ProLiant Servers - Netservers
1753918 Members
7378 Online
108810 Solutions
New Discussion юеВ

DL140 spontaneous shutdown

 
SOLVED
Go to solution
Derek_72
New Member

DL140 spontaneous shutdown

We have about 10 DL140's at work with a proprietary NIC in them.

When running serious stress tests on the NICs, the DL140s (no other machine types affected) would spontaneously shut down about 10s into the test. Often this is preceeded by one or two bursts where the cooling fans speed up for half a second or so and then slow down again.

Reading about the problems with BMC and IPMI on these machines, (which by the way are running RedHat Enterprise 3), I upgraded both BMC and BIOS flash.

After the upgrade it now takes between 10 and 15 minutes for the machines to switch off, but switch off they still do. I have also loaded ipmi.o and tried to use shutdown_watchdog, (which, thank you HP gives no messages at all about what if anything it's doing, not even in the system log), but this last action does not seem to make a difference to the shutdown
behaviour.

The only other pieces of evidence I have is that each time the system is shut down there is a message in the event log saying

Temperature 59 4C 4B

Or other hex digits following.

I also have a logic analyser on the PCI bus and there is no unusual activity, parity or system error reported, just reset being asserted and then the power going off.

The problem only arises when the PCI bus and processors are heavily loaded.

I don't buy the temperature argument as the fans kick in for such a small period of time. Other times the system will shut off without blipping the fans at all.

Is anyone able to decode the hex digits ? What do they mean ?

Any other ideas what might be doing this, or how to get it fixed ?


10 REPLIES 10
CA859951
Honored Contributor

Re: DL140 spontaneous shutdown

Derek:

Tempurature events can be controlled in the bios ASR events. You might try setting the ASR Thermal events and see if the problem goes away. I am surprised you do not see the POST message about a thermal event when the server boots up. You may need to contact HP directly and see if they have a better answer.

G'luck! -john
"Now is the only thing that's real!"
Derek_72
New Member

Re: DL140 spontaneous shutdown

Tempurature events can be controlled in the bios ASR events. You might try setting the ASR Thermal events and see if the problem goes away. I am surprised you do not see the POST message about a thermal event when the


How do I configure these things ? I see no controls in the BIOS for anything like this.

Thanks
Derek
CA859951
Honored Contributor
Solution

Re: DL140 spontaneous shutdown

Derek:

very sorry about that... I was working from memory on this. Other ProLiant servers have the option to configure ASR events in the bios. The DL140 appears to be like all the other 100 series servers in that the bios does not have it. It does appear to have a Watchdog Timer but I do not think you can control it.
http://h200001.www2.hp.com/bc/docs/support/UCR/SupportManual/TPM_349109-002/TPM_349109-002.pdf
page 42

You are running the IPMI "Heath Driver"?
http://h18023.www1.hp.com/support/files/server/us/download/20414.html
for update 1 or later.

As a temporary fix (test) ... put a room fan in front of the server to move more air through the box. If the load tests run longer or complete altogether, contact HP and let them know. They may be able to work this into their issue tracker and get a fix for you.
"Now is the only thing that's real!"
Derek_72
New Member

Re: DL140 spontaneous shutdown

Processors are really cool to the touch and the machines are in an aircon'd room at 20C.

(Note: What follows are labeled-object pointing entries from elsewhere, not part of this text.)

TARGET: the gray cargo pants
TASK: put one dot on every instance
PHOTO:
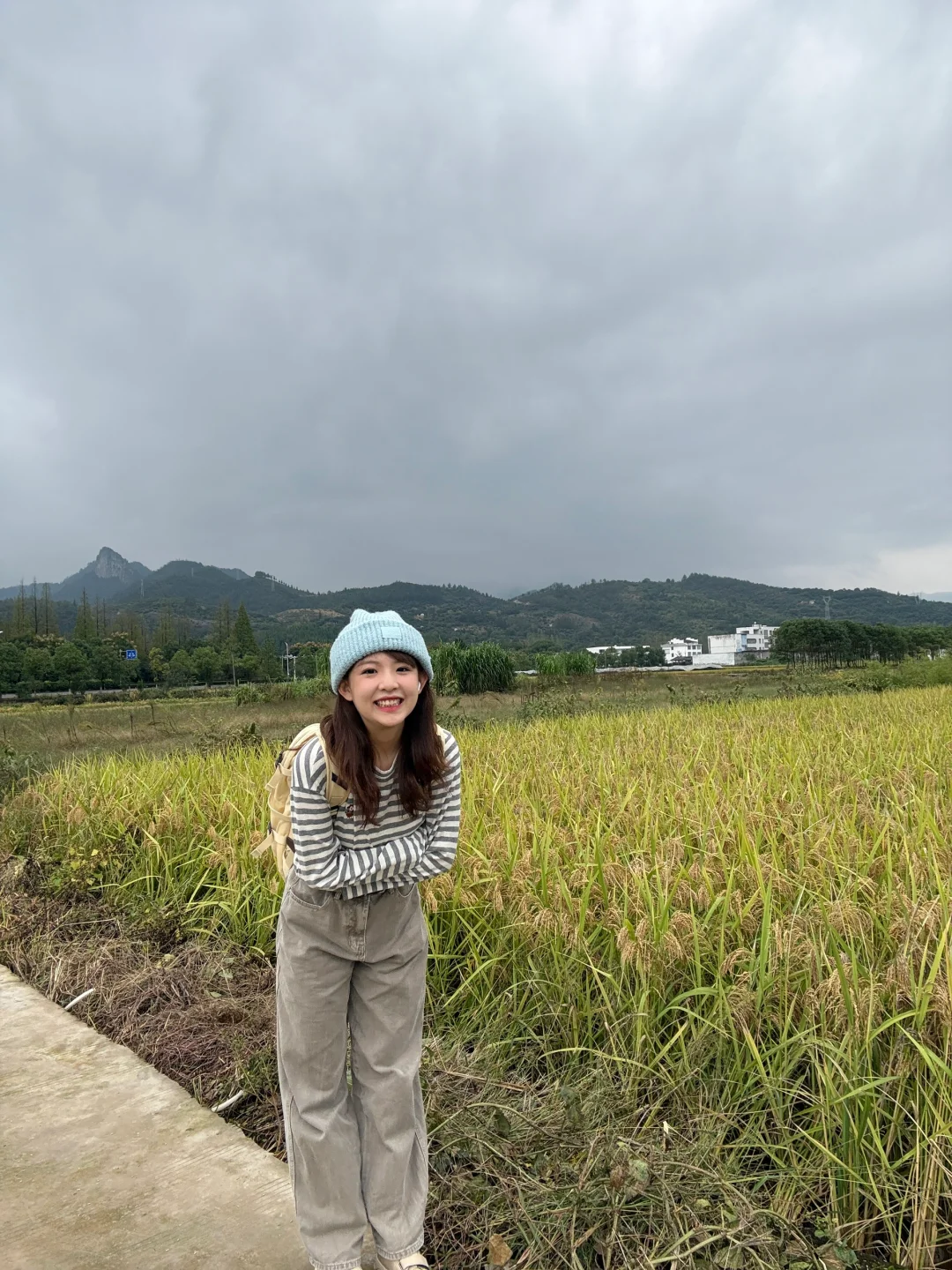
(357, 1154)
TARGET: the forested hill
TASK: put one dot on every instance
(596, 612)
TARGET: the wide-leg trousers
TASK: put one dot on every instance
(357, 1149)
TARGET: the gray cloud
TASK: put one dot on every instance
(499, 292)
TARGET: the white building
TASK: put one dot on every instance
(681, 652)
(732, 649)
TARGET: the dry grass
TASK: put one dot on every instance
(711, 944)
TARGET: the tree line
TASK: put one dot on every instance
(36, 658)
(816, 641)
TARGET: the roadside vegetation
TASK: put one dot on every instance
(689, 983)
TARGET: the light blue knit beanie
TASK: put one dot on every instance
(375, 632)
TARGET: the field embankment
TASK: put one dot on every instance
(689, 983)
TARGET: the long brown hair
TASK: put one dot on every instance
(419, 764)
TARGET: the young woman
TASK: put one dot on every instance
(352, 947)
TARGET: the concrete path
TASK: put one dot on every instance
(107, 1165)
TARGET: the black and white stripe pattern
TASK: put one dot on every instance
(337, 851)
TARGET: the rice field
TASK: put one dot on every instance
(718, 937)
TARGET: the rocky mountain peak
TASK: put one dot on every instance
(111, 564)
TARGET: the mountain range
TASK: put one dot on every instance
(562, 616)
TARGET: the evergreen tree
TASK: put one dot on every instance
(48, 609)
(242, 635)
(20, 626)
(268, 661)
(165, 635)
(86, 628)
(222, 625)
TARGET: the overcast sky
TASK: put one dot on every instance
(490, 292)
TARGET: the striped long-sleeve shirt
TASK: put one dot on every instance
(334, 850)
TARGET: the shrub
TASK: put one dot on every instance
(484, 669)
(565, 664)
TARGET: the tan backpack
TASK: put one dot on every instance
(279, 840)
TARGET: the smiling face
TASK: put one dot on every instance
(385, 689)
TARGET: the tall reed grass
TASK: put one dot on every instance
(739, 915)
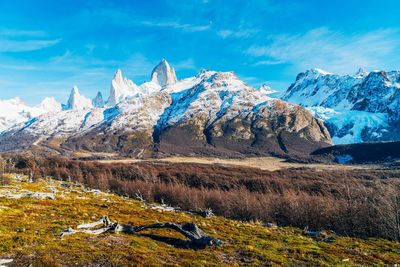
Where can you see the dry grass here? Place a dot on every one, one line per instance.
(263, 163)
(30, 229)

I tried using the IPMI driver but it didn't seem to make much difference.

Only consistent thing is it keeps dropping messages in the event log about over temp, but the fans change speed for such a small amount of time I can't believe this is real.

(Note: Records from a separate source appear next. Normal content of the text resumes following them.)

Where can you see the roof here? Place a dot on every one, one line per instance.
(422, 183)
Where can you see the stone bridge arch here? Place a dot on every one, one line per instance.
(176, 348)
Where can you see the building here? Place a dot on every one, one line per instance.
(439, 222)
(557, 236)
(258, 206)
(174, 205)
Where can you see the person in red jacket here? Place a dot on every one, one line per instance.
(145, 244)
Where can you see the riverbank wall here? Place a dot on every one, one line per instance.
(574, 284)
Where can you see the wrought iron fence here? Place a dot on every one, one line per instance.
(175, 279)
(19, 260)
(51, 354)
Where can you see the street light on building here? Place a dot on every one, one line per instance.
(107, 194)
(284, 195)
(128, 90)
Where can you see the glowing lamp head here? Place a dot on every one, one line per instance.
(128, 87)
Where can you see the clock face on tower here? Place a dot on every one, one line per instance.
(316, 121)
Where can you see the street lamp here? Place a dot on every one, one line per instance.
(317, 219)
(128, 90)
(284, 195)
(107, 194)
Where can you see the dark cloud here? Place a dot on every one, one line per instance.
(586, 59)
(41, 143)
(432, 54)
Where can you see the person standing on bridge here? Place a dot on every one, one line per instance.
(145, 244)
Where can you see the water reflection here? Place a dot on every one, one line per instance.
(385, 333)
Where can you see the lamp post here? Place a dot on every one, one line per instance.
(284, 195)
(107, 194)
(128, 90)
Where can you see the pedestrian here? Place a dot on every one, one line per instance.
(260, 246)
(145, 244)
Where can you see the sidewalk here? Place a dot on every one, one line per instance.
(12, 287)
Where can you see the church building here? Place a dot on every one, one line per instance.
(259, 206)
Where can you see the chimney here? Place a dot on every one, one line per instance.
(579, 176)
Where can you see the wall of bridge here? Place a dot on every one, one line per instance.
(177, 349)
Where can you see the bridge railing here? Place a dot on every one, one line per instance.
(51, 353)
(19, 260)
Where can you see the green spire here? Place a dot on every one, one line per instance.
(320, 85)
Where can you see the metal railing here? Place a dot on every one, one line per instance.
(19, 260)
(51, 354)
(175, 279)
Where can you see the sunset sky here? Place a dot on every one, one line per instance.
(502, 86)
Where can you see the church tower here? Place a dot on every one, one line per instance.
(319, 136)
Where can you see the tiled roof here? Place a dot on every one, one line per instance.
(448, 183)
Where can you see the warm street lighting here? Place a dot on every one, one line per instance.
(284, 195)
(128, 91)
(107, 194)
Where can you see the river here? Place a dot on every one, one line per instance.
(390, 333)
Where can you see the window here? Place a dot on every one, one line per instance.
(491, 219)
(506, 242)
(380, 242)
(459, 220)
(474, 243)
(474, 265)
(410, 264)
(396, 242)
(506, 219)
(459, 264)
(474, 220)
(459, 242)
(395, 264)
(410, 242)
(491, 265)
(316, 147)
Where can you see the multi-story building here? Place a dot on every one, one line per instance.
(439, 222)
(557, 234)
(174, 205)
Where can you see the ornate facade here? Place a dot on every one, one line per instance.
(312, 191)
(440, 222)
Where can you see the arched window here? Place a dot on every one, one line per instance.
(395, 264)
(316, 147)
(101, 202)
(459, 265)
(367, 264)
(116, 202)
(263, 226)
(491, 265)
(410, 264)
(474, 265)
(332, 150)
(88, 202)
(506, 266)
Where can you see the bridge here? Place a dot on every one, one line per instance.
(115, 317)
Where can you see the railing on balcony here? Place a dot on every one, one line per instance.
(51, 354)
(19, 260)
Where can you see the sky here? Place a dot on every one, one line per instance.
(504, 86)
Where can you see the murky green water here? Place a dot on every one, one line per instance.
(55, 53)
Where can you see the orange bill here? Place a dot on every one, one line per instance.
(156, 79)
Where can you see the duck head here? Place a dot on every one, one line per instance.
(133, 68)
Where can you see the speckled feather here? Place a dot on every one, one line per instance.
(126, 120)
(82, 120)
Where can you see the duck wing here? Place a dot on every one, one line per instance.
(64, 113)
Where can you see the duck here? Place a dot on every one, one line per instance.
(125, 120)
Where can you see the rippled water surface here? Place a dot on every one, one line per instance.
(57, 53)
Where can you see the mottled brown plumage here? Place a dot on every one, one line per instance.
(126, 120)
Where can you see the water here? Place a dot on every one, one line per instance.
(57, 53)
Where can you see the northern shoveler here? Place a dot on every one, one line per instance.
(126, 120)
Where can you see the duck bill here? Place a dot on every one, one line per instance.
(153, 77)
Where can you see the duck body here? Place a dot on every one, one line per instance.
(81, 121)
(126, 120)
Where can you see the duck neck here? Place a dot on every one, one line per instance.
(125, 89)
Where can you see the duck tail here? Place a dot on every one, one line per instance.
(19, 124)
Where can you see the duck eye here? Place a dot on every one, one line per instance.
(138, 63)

I can only conclude that there's some sort of intermittent intereference in the temp measurement circuitry which is fooling the BMC into thinking the processors are in meltdown.
CA859951
Honored Contributor

Re: DL140 spontaneous shutdown

Contact HP Tech Support:
http://welcome.hp.com/country/uk/en/contact_us.html

Let them know of the condition and get a support ticket started. They may have some suggestions off the bat that may help, but be sure to get a ticket started. They may warranty the boards if they know if an issue they have not published.

G'luck! -john
"Now is the only thing that's real!"
CA1204973
New Member

Re: DL140 spontaneous shutdown

Hi Derek,

We've been dealing with this exact same problem with an order of 12 DL140s. However, we do not have a proprietary NIC in our systems. They are HP's standard DL140s with 2 processors and no CD-ROM.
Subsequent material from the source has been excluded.